Lotus had been restoring the car, but they understood its history and the importance of keeping it original. The only thing they physically replaced was the bottom panel, which is one big sheet of aluminum.
The first time I drove it was at Lime Rock, on Memorial Day weekend. Coming into Lime Rock, you cross a bridge that goes over one of the straightaways. I heard a tremendous roar underneath me – a bunch of Can-Am cars were practicing for a race the next weekend, huge canary yellow and red monsters that looked like they were a block wide. My insides kind of sank. I got suited up for the next practice session and did a couple of laps with them, and that scared the daylights out of me. I quickly decided to spectate the rest of the day.
I did get back up there, though, and eventually I ended up joining the Vintage Sports Car Club of America. The most exciting races were at Watkins Glen, which is where I met Colin Chapman. Our cars were lined up, because we were the race just before the Formula 1 cars were going on, and Chapman said, “By Jove, that’s my old car!” He recognized her right away.
After more races (and a few more scares, particularly at the Meadowlands Grand Prix, where I drove in a torrential downpour), the car got put away and then moved up with me to Maine. I hold on to cars and don’t let them go. They become part of the family.

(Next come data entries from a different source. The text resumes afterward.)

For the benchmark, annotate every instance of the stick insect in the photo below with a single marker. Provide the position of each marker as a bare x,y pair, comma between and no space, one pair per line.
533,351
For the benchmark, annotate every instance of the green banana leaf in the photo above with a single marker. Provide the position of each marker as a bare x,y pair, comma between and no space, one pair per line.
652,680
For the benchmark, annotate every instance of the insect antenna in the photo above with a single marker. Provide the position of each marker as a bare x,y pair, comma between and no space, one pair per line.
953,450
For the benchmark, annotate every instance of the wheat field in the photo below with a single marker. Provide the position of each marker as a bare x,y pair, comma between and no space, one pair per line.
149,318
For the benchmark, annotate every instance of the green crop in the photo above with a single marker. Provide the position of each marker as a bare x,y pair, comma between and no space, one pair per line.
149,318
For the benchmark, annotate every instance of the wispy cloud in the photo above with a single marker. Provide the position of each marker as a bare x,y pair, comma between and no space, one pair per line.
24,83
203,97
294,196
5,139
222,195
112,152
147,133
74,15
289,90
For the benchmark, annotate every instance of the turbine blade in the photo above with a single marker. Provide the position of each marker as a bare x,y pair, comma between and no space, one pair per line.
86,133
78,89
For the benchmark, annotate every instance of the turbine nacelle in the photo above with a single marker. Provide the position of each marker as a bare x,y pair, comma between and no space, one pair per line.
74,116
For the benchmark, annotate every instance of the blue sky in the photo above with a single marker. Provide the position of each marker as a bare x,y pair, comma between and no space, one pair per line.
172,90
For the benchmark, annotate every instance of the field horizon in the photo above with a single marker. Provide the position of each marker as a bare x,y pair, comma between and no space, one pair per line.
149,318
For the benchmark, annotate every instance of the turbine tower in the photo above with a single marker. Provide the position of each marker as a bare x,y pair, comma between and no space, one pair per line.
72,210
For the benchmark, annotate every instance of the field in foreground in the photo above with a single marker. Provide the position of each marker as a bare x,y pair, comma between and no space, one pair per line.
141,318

My dream was to drive it in the Mille Miglia. I spent months filling out all the paperwork, getting the car certified, and was in the process of getting shipping lined up. After sending in the approved paperwork, I was contacted by the officials: “We noticed from your application that you were born in 1940. We’re sorry, but you’re too old to qualify.” That was upsetting to me, since I’m pretty active – my wife and I have a large sailboat and we go sailing all through Maine for most of the summer. Still, my body would probably have hurt after three days of sitting on a sheetmetal seat.